Thread: Test Review

I am to prove this statement:

For all integers n, n^2-n+3 is odd.

This is what I did, I just want to make sure its logical.

Suppose n is an integer such that n^2-n+3 is odd. this means there exists an integer, a, such that 2a+1 = n^2-n+3. It then follows that 2a = n^2-n+2 which is, by definition even. Since n^2-n+2 and n^2-n+3 are consecutive integers then it follows that n^2-n+3 is odd.

Originally Posted by algebrapro18

I am to prove this statement:

For all integers n, n^2-n+3 is odd.

The integer n is either even or odd.
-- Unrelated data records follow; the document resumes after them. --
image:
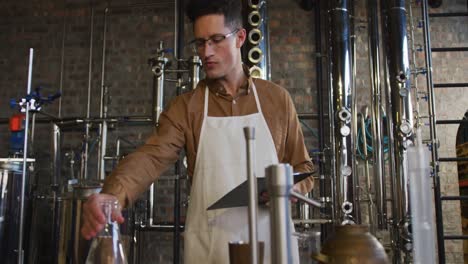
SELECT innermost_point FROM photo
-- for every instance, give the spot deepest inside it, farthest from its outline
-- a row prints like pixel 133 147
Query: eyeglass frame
pixel 202 41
If it is even then n^2 - n +3 is odd. If it is odd then n^2 - n + 3 is odd. Thus, n^2 - n + 3 is always odd.

So it would be something like this?

Case 1: Let integer n be even. That means there exists some integer c such that 2c = n. n^2-n+3 = (2c)^2-2c+3 = 4c^2-2c+3 = 2(2c^2-c). Since 2c^2-c is an integer then n^2-n+3 is odd by definition.

Case 2: Let integer n be odd. That means there exists some integer c such that 2c+1 = n. n^2-n+3 = (2c+1)^2-(2c+1) +3 = 4c^2+4c+1-2c-1+3 = 4c^2+2c+3 = 2(2c^2+c) + 3. Since 2c^2+c is an integer then n^2-n+3 is odd by definition.